Seria mesmo algo a se pensar: uma emenda à Constituição estabelece a possibilidade de o chefe do Poder Executivo reduzir e restabelecer as alíquotas de determinado tributo, bem como acrescenta hipótese à exceção de cumprimento da anterioridade tributária; posteriormente, o Poder Legislativo delega ao Poder Executivo a competência para que este disponha sobre tal e qual tributo, por decreto, podendo imprimir-lhe, inclusive, efeitos imediatos, prática que, ao fim e ao cabo, exacerbará a carga fiscal já suportada pelo cidadão-contribuinte, que, ademais, pouco a vê a ele retornando em forma de incremento e melhoria das políticas públicas.

Representaria, efetivamente, uma burla aos direitos individuais assegurados ao cidadão-contribuinte pela Constituição de 1988 por meio do exercício do poder de reforma, que, em última análise, muitas vezes será feito pelos mesmos que “delegarão”, depois, a competência legislativa ao Poder Executivo.

A matéria tratada, ademais, já provoca ruído sobre sua compatibilidade com a Constituição de 1988 podendo-se citar a ADI 5.277, proposta em 2015, na qual se impugna a previsão da Lei 9.718/98 (artigo 5°, parágrafos 8°, 9°, 10 e 11, que trata desta delegação do Poder Legislativo ao Poder Executivo, presente os coeficientes das alíquotas do PIS e da Cofins), como também o RE 986.296, com repercussão geral reconhecida em 2017, pelo qual se discute a higidez do Decreto 8.426, de 1°/4/2015, que, a exemplo do Decreto 9.101, de 20/7/2017, alterou a tributação pelo PIS e pela Cofins, respeitando, no entanto, a anterioridade nonagesimal. Ambos a aguardar pronunciamento do Supremo Tribunal Federal.

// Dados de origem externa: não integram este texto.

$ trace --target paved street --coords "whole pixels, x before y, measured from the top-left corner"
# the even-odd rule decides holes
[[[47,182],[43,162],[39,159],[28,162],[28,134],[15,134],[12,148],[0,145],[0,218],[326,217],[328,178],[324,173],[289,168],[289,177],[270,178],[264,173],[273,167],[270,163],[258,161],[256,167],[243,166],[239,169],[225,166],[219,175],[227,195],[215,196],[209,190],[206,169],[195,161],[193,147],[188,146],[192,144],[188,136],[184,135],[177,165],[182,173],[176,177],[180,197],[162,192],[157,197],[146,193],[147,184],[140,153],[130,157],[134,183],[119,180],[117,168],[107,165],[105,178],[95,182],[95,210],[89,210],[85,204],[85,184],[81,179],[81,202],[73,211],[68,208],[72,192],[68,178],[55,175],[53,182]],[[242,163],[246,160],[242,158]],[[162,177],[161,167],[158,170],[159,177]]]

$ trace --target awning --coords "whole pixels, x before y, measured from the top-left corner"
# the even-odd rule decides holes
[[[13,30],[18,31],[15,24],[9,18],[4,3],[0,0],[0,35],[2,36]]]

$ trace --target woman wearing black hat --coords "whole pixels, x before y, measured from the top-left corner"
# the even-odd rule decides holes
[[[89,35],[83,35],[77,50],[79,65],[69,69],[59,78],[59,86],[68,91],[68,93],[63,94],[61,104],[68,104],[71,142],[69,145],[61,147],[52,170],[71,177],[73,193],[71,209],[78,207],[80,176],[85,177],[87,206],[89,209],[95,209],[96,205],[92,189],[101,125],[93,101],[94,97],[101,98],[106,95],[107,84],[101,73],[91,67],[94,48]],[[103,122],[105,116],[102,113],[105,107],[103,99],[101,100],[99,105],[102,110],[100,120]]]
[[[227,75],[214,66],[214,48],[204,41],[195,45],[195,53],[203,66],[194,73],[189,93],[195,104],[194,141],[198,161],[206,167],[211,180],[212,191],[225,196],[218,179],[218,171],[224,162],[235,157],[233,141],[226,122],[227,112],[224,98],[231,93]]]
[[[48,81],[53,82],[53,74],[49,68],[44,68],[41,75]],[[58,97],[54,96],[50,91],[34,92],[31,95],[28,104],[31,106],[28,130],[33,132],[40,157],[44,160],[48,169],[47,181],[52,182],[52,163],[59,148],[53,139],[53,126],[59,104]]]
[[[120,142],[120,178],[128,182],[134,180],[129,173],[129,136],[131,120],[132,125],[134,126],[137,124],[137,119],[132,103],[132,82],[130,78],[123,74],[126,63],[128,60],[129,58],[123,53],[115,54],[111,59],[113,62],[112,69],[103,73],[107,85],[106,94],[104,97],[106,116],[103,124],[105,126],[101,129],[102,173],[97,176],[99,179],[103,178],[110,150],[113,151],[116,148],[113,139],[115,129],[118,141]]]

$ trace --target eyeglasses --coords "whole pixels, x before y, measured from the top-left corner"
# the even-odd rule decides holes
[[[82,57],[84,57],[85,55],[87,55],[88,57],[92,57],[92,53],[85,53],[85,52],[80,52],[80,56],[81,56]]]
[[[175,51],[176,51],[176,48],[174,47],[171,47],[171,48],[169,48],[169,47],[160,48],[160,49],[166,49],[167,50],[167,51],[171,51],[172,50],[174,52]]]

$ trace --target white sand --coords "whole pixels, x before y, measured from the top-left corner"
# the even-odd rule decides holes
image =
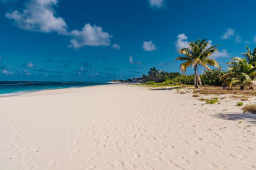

A grande ironia de tudo isso é que o presidente da República jacta-se ao dizer que lidera um governo semipresidencialista. De plano, seria de admoestar-se: uma governo semipresidencialista é um governo inconstitucional, já que o sistema de governo previsto pela Constituição de 1988 é outro: o presidencialismo. Mas, vá lá, sejamos benevolentes e aceitemos que, em pronunciamentos como este, o presidente esteja fazendo uso de uma licença poética. O curioso é que, ainda assim, a carga aqui seria mais retórica do que a expressão de uma convicção efetiva. O caso do Decreto 9.101/17 escancara isso: não há governança compartilhada; apenas o velho — e perigoso — presidencialismo imperial. É como dizia Fernando Pessoa, pela boca de Álvaro de Campos: “Grandes são os desertos, minha alma. Grandes são os desertos”.

Rafael Tomaz de Oliveira é advogado, mestre e doutor em Direito Público pela Unisinos e professor do programa de pós-graduação em Direito da Universidade de Ribeirão Preto (Unaerp).

Thiago de Oliveira Vargas é advogado em Santa Catarina e mestre em Ciência Jurídica pela Univali.